# Comment visionner ses photos



## lasperule (26 Juillet 2019)

Bonjour,

Le mois dernier j'ai acheté un Apple TV 4 et je l'utilise beaucoup comme lecteur multimédia pour voir mes séries et films stockés sur mon NAS.
Pour regarder mes vidéos j'ai choisi VLC. Tout est simple et se passe formidablement bien.

Mais pour mes photos que je prends avec mon appareil photo là les choses se compliquent.
Depuis la carte mémoire soit je passe par mon MacBook Pro en les ayant préalablement stocker dessus, soit j'utilise Plex où là aussi je dois au préalable synchroniser le dossier photos.
N'y a-t-il pas une application ou une procédure beaucoup plus simple pour visionner ses photos avec l'Apple TV ?


----------



## edenpulse (26 Juillet 2019)

Utiliser iCloud ?


----------



## lasperule (26 Juillet 2019)

Merci pour ta réponse.

Il est vrai que l'on fait parti de cette génération où tout doit passer par le cloud 
Mais pourquoi dois-je utiliser un serveur (payant) alors que j'ai mon propre serveur chez moi ?
Mettre mes photos sur mon NAS me prend que quelques secondes alors que pour les uploader sur icloud ... 

Je vais essayer ta solution edenpulse mais, y a pas une autre solution plus simple ?


----------



## edenpulse (26 Juillet 2019)

Typiquement, si ton NAS est un Synology, il y a DS Photos qui fait le job.

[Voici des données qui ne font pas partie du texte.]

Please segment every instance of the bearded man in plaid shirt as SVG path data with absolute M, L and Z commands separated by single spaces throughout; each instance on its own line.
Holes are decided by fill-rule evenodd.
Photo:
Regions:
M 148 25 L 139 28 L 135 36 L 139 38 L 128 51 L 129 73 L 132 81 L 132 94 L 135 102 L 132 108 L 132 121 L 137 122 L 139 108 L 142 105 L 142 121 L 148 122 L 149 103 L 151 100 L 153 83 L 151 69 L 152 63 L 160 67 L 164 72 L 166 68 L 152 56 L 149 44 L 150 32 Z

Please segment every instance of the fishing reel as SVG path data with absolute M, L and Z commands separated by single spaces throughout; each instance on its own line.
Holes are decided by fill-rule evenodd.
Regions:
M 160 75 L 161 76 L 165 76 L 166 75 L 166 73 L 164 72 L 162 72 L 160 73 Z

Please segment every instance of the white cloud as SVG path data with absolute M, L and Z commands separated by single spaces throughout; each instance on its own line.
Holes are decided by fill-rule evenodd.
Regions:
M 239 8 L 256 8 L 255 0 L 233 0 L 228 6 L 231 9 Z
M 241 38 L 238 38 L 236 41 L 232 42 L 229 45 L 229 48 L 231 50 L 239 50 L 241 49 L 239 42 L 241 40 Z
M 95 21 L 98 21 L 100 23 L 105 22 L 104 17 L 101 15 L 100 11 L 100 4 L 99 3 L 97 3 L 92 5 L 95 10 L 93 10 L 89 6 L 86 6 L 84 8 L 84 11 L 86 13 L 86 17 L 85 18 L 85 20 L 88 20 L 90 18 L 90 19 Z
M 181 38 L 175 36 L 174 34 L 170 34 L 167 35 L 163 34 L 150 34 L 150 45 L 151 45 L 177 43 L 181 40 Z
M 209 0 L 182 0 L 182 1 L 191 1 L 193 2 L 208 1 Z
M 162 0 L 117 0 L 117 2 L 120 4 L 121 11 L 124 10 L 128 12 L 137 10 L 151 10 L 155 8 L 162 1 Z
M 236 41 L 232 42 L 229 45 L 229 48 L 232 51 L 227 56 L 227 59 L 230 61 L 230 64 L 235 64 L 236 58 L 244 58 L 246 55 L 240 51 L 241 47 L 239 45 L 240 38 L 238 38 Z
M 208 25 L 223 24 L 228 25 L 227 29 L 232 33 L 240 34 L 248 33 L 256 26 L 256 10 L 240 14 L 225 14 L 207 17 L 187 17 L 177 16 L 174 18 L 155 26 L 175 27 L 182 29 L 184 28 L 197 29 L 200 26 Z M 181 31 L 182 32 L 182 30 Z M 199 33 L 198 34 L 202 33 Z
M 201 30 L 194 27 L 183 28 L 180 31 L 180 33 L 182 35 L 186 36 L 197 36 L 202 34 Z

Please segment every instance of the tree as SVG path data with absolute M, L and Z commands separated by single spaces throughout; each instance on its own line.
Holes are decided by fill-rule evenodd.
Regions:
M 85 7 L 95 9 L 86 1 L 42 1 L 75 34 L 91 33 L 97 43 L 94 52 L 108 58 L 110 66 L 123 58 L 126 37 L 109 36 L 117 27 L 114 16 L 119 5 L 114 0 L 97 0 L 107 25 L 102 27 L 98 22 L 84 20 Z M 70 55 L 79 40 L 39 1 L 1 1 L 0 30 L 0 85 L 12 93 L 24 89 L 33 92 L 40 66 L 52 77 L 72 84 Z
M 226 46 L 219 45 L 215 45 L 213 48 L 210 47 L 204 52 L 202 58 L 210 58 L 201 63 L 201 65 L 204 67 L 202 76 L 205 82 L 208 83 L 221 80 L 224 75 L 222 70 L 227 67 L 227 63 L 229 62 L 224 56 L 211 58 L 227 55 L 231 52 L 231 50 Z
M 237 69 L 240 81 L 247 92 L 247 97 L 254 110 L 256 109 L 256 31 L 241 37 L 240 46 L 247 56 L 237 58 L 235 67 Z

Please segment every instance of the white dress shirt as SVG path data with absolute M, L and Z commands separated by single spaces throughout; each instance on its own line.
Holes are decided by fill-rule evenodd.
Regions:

Application sur Apple TV qui permet de faire ce que tu cherches.


----------



## lasperule (26 Juillet 2019)

Wouééé, mais voilààà moi mon NAS n'est pas un Synology 

C'est un NAS que je me suis confectionné et qui tourne sous OpenMediaVault. Un peu ce style là https://www.youtube.com/watch?v=_EkWwkajnLM
Je vais fouiner chez OMV pour voir s'il y a quelque chose mais j'en doute.

Pourquoi faire compliqué quand on peut faire pire 

En attendant d'autres solutions, je vais continuer à utiliser Plex sous Apple TV mais pour moi ce n'est pas le top.


----------